Unfortunately, those who took over never did their homework. They worsened the economic crisis by wasting months dilly-dallying over the ‘best’ response, introduced repressive and regressive policies to counter and contain the PTI, and pushed a legislative agenda that seemed tailored to suit a few vested interests rather than address the growing needs of the many.

This quickly led to disenchantment with the PDM-led government’s version of ‘purana Pakistan’. The new rulers never really figured out how to address the vigorous challenge to their legitimacy launched by the prime minister they had ousted. Misstep after misstep lost them immeasurable political capital amidst social turbulence and a perfect economic storm.

Eventually, it seems, the politicians simply gave up trying to solve political problems with the lawful means at their disposal. In their desperation to keep Mr Khan away from power, they let unelected forces back into the driving seat. The rest, as they say, is history.
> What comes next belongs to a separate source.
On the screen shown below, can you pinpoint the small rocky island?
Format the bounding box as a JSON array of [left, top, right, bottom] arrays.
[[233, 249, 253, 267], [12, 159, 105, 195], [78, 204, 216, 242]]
The PDM-led government now leaves behind a political system ravaged by legislative subterfuge and organised subversion of the parliamentary process. It leaves the Constitution looking weak and irrelevant, and has consciously ceded civilian power in its last days to forces that have historically refused to play by any rules but their own.

How could a political movement that prided itself on utilising constitutional process to remove a ‘bad’ prime minister end up condemning Pakistan to a worse iteration of hybrid rule? One is now inclined to believe that bringing down the PTI government was never about principle.

Those who, with some justification, criticised Mr Khan for being a puppet prime minister proved more than eager to take his place. Ultimately, it was a race between two rival factions to prove who could be more ‘loyal’ and ‘obedient’ than the other. One has now won favour; but for how long is anybody’s guess.